Does this get us our solution? Sure. Does it hurt to look at? Most definitely. Programing is hard enough as it is, let’s not complicate it by writing code that’s hard to follow. Fortunately for us (and our eyes), Elixir provides us with an elegant solution to solve this problem.

The Pipe Operator

The pipe operator (|>), is a useful and ubiquitous operator in Elixir code. It allows you to pass the return value from one function as the first argument to the next function, allowing you to do what we did above, but without all that hideous nesting. To demonstrate, let’s concatenate two lists of numbers and then find the sum of the concatenated list. So instead of doing this:

Enum.sum(Enum.concat([1,2,3], [4,5,6]))
#=> 21

We could utilize the pipe operator and do this:

Enum.concat([1,2,3], [4,5,6]) |> Enum.sum
#=> 21

That’s all the pipe operator does – takes the return value of the expression on the left and passes it in as the first argument to the function on the right. And if the function only takes in one argument (the return value from the function before it), you can omit the first argument altogether, i.e.,Enum.sum.

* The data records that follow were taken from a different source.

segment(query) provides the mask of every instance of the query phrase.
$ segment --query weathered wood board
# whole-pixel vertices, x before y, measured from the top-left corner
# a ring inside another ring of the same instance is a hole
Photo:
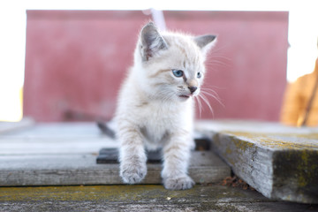
[[[318,203],[318,129],[275,123],[201,122],[233,171],[266,197]]]
[[[0,186],[122,184],[118,164],[96,164],[102,148],[118,144],[94,123],[39,124],[0,134]],[[162,165],[148,164],[142,184],[161,184]],[[231,169],[211,151],[193,152],[189,174],[196,183],[220,182]]]
[[[274,201],[256,191],[194,186],[170,191],[158,185],[0,187],[0,211],[312,212],[318,205]]]
[[[162,165],[148,164],[141,184],[161,184]],[[199,184],[221,182],[231,174],[230,167],[212,152],[193,152],[189,174]],[[96,164],[96,155],[0,156],[0,186],[117,185],[117,163]]]

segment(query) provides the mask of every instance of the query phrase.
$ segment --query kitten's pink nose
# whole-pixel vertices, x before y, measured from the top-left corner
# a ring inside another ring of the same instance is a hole
[[[196,91],[196,89],[198,89],[197,87],[188,87],[188,88],[189,88],[191,94],[193,94]]]

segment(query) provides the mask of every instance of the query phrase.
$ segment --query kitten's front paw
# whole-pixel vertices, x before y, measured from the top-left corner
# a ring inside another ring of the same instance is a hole
[[[170,190],[185,190],[193,186],[194,181],[187,175],[163,178],[163,186]]]
[[[147,174],[146,163],[122,164],[120,167],[120,177],[122,177],[124,183],[136,184],[141,182]]]

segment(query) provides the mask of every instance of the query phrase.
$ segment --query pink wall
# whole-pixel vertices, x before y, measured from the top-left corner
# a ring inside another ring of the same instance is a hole
[[[167,26],[216,34],[206,87],[214,116],[277,121],[285,87],[287,12],[164,11]],[[37,121],[111,117],[142,11],[28,11],[24,114]]]

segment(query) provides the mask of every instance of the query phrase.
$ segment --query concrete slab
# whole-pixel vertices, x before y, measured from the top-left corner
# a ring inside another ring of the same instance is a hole
[[[318,203],[318,128],[223,120],[197,129],[210,133],[234,173],[266,197]]]

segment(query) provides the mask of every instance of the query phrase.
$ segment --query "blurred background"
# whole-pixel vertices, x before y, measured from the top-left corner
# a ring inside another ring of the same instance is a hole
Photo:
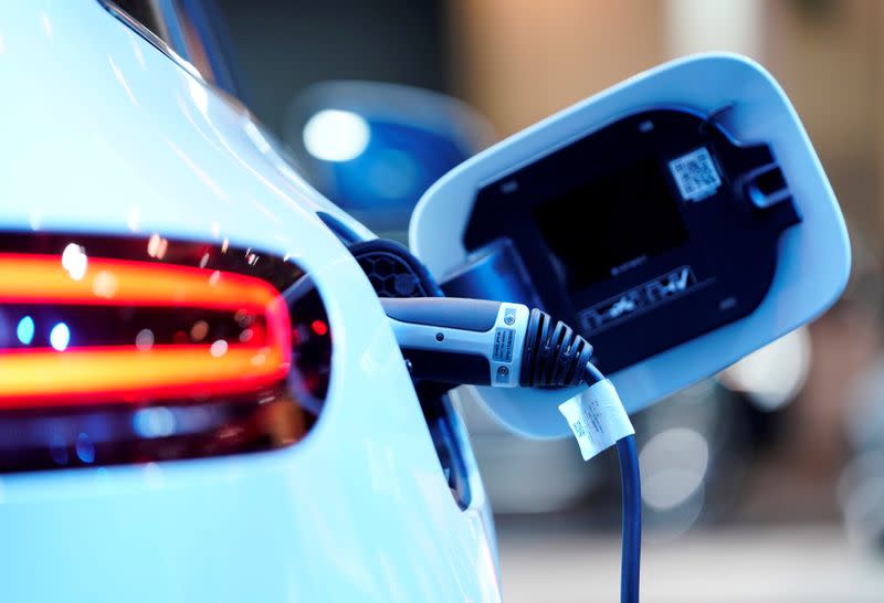
[[[644,600],[884,601],[884,3],[219,4],[250,108],[318,189],[400,240],[439,176],[609,85],[706,50],[766,65],[841,201],[854,273],[809,328],[635,417]],[[462,403],[506,600],[615,600],[615,459],[583,464],[573,442],[518,440]]]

Now with the help of the pipe operator we can finally turn our code into something bearable to look at:

Enum.map(1..5, &(&1 * &1)) |> Enum.filter(&(rem(&1, 2) == 0)) |> Enum.sum
#=> 20

Much better.

One thing to note about the Enum module is that all the functions are eager. This means that the function will act on a collection immediately. Elixir’s Stream module, on the other hand, is full of lazy functions. Instead of performing an immediate action on the collection, a Stream can prepare the collection for future calculations. In my next blog post, I’ll take a deeper dive into what this actually means and why lazy functions are useful.